If cosx=sqrt{3}/2 and −pi/2<=x<=0 then the exact value of x, in radians
The range for x, -pi/2 <= x <=0, restricts x to the 4th quadrant.
What angle x in the 4th quadrant has the property that cos(x) = sqrt(3)/2?
To find the exact value of x, we need to determine the angle that satisfies the given condition cos(x) = √3/2 in the given interval -π/2 ≤ x ≤ 0.
We know that the cosine function represents the ratio of the adjacent side to the hypotenuse in a right triangle. Since cos(x) = √3/2, we can draw a right triangle where the adjacent side is √3 and the hypotenuse is 2.
Now let's look at the unit circle. In the first quadrant (0 ≤ x ≤ π/2), the cosine value is positive, but in the second quadrant (π/2 ≤ x ≤ π), it becomes negative.

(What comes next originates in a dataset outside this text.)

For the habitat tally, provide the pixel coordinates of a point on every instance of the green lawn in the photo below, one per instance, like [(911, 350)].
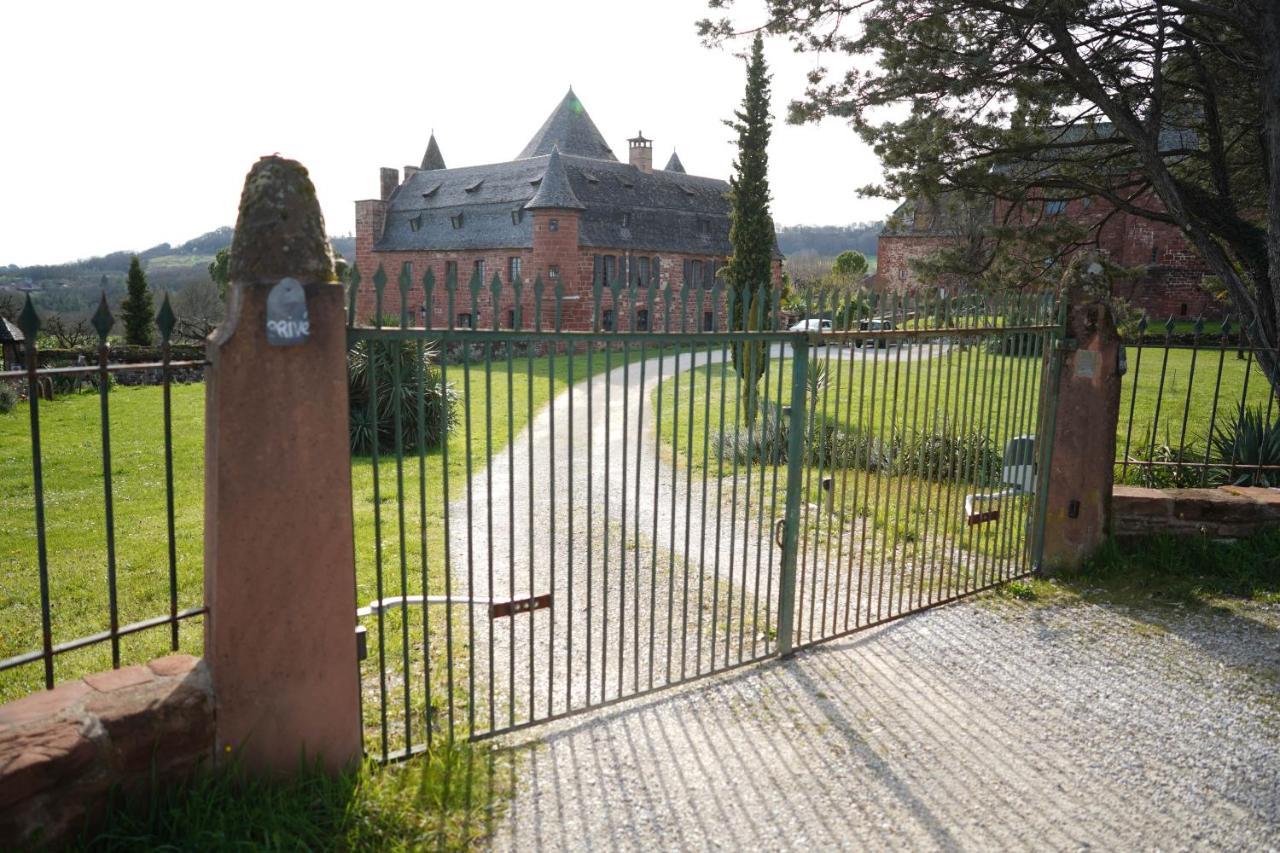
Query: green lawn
[(1185, 393), (74, 520), (76, 527), (960, 391)]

Since -π/2 ≤ x ≤ 0, we are working in the fourth quadrant. In the fourth quadrant, the cosine value is positive, and the corresponding reference angle in the first quadrant is θ = π - θ'. We can find θ' using the Pythagorean theorem.
Using the triangle we drew earlier, the opposite side can be found by subtracting the adjacent side from the hypotenuse. Therefore, the opposite side is -1.
Now, using the Pythagorean theorem, we have:
opposite^2 + adjacent^2 = hypotenuse^2
(-1)^2 + (√3)^2 = 2^2
1 + 3 = 4
4 = 4
Since this equation is true, we have a valid right triangle.
Now, let's find the angle θ' in the first quadrant using the reference angle:
sin(θ') = opposite/hypotenuse = -1/2
We know that sin(π/6) = 1/2, so θ' = π/6.
Finally, to find the angle x in the fourth quadrant, we subtract θ' from π:
x = π - θ' = π - π/6 = 5π/6.
Therefore, the exact value of x, in radians, is 5π/6.